Dziś postanowiłem się wybrać
na obserwację pary pustułek, która gnieździ się na wieży starego kościoła w
mojej wsi. Po dojechaniu do celu od razu zobaczyłem samicę, która pilnie
wysiaduje jaja. Znalazłszy dogodne miejsce do obserwacji usiadłem na ziemi i od
tej pory nic się nie liczyło, tyko pustułki i ja. Najbardziej podobało mi się jak
ja patrzyłem na samicę, a ona na mnie, niesamowite wrażenie ( polecam ;P). Niestety
przez cały czas obserwacji do gniazda nie przyleciał samiec, lecz go widziałem
podczas powrotu ze szkoły. Obserwacja była bardzo ciekawa, zaobserwowałem jakie
główne czynności wykonuje samica wysiadująca jaja, oraz jak reaguje na różne bodźce
zewnętrzne, np. ryk kosiarki spalinowej. Ogółem z obserwacji jestem zadowolony
i już planuje następną :)
Obserwacja pustułek przynoszą wiele przyjemności. Efektownie wygląją pustułki borniące gniazdo na przykład przed kawką. Własnie czytam monografię przyrodniczą o pustułkach. One mnie ciągle zachwycają:)

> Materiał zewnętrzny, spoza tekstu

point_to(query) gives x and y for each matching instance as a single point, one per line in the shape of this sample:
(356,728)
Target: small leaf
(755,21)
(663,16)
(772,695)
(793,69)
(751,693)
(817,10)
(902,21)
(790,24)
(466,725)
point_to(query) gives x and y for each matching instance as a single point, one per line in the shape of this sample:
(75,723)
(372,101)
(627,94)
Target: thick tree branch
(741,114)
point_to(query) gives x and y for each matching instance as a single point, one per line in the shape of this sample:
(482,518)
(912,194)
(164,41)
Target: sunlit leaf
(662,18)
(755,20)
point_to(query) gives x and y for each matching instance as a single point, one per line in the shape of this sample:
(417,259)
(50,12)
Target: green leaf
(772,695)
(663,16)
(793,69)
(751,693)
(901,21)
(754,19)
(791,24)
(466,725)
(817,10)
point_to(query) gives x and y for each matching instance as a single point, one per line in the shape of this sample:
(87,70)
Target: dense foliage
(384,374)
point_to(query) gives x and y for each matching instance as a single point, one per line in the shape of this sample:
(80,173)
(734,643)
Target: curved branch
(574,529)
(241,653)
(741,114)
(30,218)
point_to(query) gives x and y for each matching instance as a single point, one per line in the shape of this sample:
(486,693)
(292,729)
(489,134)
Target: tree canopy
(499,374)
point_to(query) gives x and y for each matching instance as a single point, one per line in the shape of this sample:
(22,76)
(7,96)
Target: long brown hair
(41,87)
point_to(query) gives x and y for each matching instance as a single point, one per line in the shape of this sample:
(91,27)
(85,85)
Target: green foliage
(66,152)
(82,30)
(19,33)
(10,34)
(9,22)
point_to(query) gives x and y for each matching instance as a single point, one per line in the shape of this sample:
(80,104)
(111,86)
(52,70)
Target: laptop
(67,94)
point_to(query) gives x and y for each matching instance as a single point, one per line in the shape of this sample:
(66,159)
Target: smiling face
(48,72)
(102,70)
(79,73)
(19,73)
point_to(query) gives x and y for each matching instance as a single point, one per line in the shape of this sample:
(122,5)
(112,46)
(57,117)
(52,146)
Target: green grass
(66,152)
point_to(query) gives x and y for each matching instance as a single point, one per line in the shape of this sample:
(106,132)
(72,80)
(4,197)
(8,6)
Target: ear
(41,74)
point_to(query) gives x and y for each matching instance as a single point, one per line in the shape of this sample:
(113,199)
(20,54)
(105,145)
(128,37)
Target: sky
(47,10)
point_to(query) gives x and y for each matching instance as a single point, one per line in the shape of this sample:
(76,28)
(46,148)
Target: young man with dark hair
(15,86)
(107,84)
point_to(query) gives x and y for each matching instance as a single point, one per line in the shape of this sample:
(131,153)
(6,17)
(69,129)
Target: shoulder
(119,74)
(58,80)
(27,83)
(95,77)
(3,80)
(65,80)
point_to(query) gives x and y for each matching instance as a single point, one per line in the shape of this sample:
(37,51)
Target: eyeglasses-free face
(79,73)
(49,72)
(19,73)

Mnie również ciągle zachwycają :)
W moich okolicach pustułek brak, choć teren powinien im sprzyjać. Do tej pory (od 2006 roku) w okolicy miałam tylko jedną obserwację dorosłego samca. Na jednym z wieżowców w Ełku wisi też odpowiednia budka (mój tata zadziałał), ale na razie tylko kawki można w niej zobaczyć.